1. Divide the dataset into an 80% training set and a 20% testing set.

2. Determine the ideal U-Net architecture that minimizes the reconstruction error on the testing dataset.

3. Utilize the latent representation from the bottleneck layer to cluster seismic and noise waveforms, for instance, by employing the K-means algorithm. You can also use PCA for dimension reduction before applying K-means if the latent representation is large.

4. Reiterate all the preceding steps using frequency or time-frequency transformed data as input for the network.

## Q2) Denoising and Interpolating Marmousi2 Data

Given the Marmousi2 data, you are willing to denoise and interpolate the seismic data simultaneously. To prepare the input and output of the network, use the following code:


In [None]:
import torch
import random

# Small value to prevent division by zero in SNR
epsilon = 1e-10

# Example data with shape (30, 1000, 200)
dat = torch.tensor(data)  # Convert to tensor
num_shots = dat.shape[0]
shots_per_noise_level = 10

# Define different levels of noise (standard deviations)
noise_levels = torch.linspace(0.5, 1, shots_per_noise_level)

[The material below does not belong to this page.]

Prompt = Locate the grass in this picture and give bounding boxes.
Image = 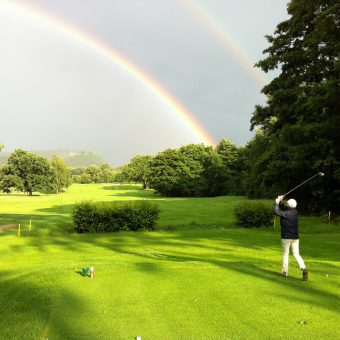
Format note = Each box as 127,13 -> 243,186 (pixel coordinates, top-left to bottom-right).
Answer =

# Initialize a list to collect shots with noise and SNR
noisy_shots = []
clean_shots = []
snr_values = []

# Maximum percentage of gaps
max_gap_percentage = 0.2

# Add Gaussian noise to each shot and calculate SNR
for i in range(num_shots):
    for noise_level in noise_levels:
        noise = torch.normal(mean=0.0, std=noise_level, size=dat[i, :, :].shape)
        clean_shot = dat[i, :, :]
        noisy_shot = dat[i, :, :] + noise
        
        # Create random gaps in the noisy shot
        mask_size = noisy_shot.shape[1]  # Assuming size corresponds to 1000 in (30, 1000, 200)
        num_gaps = int(mask_size * max_gap_percentage)
        gap_indices = random.sample(range(mask_size), num_gaps)  # Randomly choose indices to mask

        # Apply the gaps to the noisy shot
        for idx in gap_indices:
            noisy_shot[:, idx] = 0  # Set to zero or any value to create a gap

        # Calculate SNR
        signal_power = torch.mean(dat[i, :, :]**2)  # Power of the signal
        noise_power = torch.mean(noise**2) + epsilon  # Power of the noise with epsilon
        snr = 10 * torch.log10(signal_power / noise_power)  # SNR in dB   

        snr_values.append(snr.item())
        noisy_shots.append(noisy_shot)
        clean_shots.append(clean_shot)

# Convert list to a PyTorch tensor
data_noisy = torch.stack(noisy_shots)
data_clean = torch.stack(clean_shots)

# Check the shape and SNR values
print('The number of noisy data:', data_noisy.shape)  # Shape of the noisy data
print(snr_values[0:10])  # Print the SNR for each noisy shot

## After preparing the data, do the following:

1. Divide the data into 80% for training and 20% for testing.
2. Plot the input and target of your problem to fully understand what you are trying to accomplish.
3. Design a U-Net to denoise and interpolate the seismic data simultaneously.
4. Plot some samples of the test set, obtain the SNR for each test sample, and calculate the SNR improvement after applying the U-Net.